Danach können Kenntnisse und Fähigkeiten, die außerhalb eines Studiums erlangt worden sind, die in einem nachfolgenden Hochschulstudium zu erbringenden Studien- und Prüfungsleistungen bis zur Hälfte ersetzen. Diese Regelung stimmt einschließlich der festgelegten Höchstgrenze überein mit den Ziffern 2 bzw. 3.1 der Beschlüsse der KMK zur Anrechnung von außerhalb des Hochschulwesens erworbenen Kenntnissen und Fähigkeiten auf ein Hochschulstudium vom 28. Juni 2002 und vom 18. September 2008 sowie mit Teil A, Ziffer 1.3 der Ländergemeinsamen Strukturvorgaben für die Akkreditierung von Bachelor- und Masterstudiengängen, Beschluss der KMK vom 10. Oktober 2003 i.d.F. vom 4. Februar 2010. Erstere sprechen von "Kenntnissen und Fähigkeiten", letztere hingegen von "Kompetenzen und Fähigkeiten". In der Neuregelung wird hier - in Übereinstimmung mit der geltenden Regelung sowie § 40 Absatz 1 HmbHG n.F. - der Passus "Kenntnisse und Fähigkeiten" verwendet. Inhaltliche Abweichungen sind damit auch hier nicht verbunden.

Bei außerhochschulisch erworbenen Kompetenzen nach Absatz 2 ist von einer entsprechenden qualitativen Gleichwertigkeit nicht ohne weiteres auszugehen. Der Umfang ihrer Anrechenbarkeit ist auf die Hälfte der zu erbringenden Studienleistungen begrenzt, damit ein wesentlicher Anteil der dem Hochschulabschluss zugrunde liegenden Ausbildung auch tatsächlich hochschulisch erfolgt. In jedem Fall wird die bisherige "Kann"-Regelung zur Anrechenbarkeit in eine "Muss"-Regelung umgewandelt und damit zugunsten außerhochschulisch erworbener Ausbildungsanteile gestärkt ("sind ... anzurechnen").

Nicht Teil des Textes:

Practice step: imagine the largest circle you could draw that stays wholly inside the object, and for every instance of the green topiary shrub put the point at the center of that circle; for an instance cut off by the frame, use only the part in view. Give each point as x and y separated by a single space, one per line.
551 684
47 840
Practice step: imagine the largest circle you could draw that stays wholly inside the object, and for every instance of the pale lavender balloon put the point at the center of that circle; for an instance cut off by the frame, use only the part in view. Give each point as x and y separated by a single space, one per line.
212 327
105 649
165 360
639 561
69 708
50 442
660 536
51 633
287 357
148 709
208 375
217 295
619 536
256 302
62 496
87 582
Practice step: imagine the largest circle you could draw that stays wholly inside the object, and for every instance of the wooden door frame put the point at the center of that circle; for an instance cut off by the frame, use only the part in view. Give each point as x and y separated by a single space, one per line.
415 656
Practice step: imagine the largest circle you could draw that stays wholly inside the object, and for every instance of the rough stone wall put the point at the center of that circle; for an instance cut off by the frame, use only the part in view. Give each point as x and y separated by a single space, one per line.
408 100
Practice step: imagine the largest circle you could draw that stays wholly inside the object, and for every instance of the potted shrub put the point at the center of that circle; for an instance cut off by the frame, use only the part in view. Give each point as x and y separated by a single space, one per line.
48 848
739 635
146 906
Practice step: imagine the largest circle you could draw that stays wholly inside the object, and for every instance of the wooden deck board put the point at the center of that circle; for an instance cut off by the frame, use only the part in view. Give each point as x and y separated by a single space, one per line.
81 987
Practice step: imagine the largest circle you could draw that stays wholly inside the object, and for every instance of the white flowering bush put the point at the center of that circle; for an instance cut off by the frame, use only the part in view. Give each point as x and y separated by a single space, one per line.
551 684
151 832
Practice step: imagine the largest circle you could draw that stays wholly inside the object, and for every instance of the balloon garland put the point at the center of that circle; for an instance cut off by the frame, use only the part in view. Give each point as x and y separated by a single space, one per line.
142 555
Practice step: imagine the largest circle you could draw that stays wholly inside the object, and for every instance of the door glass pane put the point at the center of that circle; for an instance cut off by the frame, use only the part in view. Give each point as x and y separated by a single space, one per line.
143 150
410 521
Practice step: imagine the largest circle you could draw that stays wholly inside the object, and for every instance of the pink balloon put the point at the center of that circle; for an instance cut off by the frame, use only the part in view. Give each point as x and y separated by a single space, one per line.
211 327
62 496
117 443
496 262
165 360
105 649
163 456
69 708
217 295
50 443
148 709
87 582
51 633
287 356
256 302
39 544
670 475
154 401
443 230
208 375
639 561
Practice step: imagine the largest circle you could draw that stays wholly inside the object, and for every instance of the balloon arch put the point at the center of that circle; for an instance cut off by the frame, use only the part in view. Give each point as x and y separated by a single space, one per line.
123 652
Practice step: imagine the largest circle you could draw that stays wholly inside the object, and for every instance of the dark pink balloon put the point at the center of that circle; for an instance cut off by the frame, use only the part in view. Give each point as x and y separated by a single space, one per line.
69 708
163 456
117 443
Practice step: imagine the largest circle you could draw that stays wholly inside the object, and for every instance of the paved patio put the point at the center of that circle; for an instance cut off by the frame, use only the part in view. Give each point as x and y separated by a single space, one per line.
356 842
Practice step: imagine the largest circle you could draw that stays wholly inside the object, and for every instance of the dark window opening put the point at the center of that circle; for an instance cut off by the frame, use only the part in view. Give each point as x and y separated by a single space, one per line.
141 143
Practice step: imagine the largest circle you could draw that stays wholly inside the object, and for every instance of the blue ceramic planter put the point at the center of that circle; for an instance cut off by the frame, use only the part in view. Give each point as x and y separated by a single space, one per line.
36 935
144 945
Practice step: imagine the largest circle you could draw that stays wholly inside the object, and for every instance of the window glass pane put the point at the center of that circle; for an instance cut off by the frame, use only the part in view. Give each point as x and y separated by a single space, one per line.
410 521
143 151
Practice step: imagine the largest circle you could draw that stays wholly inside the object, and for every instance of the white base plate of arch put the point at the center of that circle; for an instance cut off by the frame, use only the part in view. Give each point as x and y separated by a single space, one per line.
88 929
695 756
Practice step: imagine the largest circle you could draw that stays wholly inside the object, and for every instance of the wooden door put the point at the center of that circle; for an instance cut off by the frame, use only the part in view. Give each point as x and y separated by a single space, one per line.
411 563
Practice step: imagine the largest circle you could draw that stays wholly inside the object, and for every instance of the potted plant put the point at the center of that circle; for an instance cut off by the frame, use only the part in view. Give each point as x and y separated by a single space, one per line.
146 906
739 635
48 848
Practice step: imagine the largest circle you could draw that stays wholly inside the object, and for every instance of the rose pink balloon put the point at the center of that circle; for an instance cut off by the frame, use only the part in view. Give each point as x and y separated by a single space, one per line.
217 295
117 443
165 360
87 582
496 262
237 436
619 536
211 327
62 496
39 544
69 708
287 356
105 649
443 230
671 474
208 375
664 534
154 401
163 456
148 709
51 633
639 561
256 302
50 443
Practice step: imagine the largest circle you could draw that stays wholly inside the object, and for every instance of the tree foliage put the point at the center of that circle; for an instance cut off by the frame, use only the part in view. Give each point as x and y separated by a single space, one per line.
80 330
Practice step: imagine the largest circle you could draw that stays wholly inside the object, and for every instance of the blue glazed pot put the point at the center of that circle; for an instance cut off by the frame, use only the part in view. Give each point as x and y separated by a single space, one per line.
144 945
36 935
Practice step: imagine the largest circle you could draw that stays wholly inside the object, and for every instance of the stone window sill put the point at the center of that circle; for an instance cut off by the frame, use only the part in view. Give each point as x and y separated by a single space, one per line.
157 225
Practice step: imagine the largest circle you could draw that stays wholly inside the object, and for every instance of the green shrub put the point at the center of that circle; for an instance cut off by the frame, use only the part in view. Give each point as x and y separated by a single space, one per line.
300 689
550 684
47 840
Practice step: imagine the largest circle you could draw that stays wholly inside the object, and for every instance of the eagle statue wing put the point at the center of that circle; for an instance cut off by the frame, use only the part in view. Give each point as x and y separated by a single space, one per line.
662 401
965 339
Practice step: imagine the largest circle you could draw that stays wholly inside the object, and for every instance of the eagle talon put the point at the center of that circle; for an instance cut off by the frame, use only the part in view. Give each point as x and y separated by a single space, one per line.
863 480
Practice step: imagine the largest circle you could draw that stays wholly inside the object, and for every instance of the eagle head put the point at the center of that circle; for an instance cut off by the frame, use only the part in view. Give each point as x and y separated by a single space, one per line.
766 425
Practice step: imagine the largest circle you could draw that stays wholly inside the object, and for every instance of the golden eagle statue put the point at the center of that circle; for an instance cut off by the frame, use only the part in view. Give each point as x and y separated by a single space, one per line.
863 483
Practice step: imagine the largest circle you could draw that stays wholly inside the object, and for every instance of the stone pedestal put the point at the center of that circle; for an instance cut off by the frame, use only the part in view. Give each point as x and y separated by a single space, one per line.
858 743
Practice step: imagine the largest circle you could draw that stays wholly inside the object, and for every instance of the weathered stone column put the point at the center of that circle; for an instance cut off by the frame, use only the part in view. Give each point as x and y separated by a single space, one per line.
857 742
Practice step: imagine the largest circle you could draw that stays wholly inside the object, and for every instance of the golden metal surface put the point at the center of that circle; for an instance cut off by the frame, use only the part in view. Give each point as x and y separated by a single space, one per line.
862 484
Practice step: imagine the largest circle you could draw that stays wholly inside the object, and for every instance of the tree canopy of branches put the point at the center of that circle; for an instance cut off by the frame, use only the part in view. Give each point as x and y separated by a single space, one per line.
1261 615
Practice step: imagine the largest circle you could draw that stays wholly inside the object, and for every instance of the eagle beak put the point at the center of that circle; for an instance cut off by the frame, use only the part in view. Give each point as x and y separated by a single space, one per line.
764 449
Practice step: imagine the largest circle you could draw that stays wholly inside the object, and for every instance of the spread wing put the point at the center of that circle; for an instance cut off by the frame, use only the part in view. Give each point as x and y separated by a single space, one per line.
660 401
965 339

Die konkrete Entscheidung über das Ob und den Umfang einer Anrechnung bleibt den Hochschulen zwar in jedem Einzelfall vorbehalten. Hierbei ist aber angesichts dessen, dass Ziel des Studiums nunmehr explizit auch die Vermittlung sozialer und anderer beschäftigungsbefähigender Kompetenzen ist, verstärkt auf die tatsächlich erworbenen Kenntnisse und Fähigkeiten abzustellen. Die Hochschulen sollen, möglichst in Kooperation mit den Trägern der beruflichen Bildung, in ihren Prüfungsordnungen Kriterien und Verfahren für eine Anrechnung entwickeln. Damit wird dem Beschluss der Wirtschaftsministerkonferenz vom 15./16. Dezember 2008 und der Kultusministerkonferenz vom 9. Februar 2009 ("Bachelor- und Masterabschlüsse in der beruflichen Weiterbildung") gefolgt, wonach verstärkt pauschale Anrechnungsverfahren, insbesondere bei homogenen Bewerbergruppen, zu nutzen sind (vgl. Ziffer 4 des Beschlusses).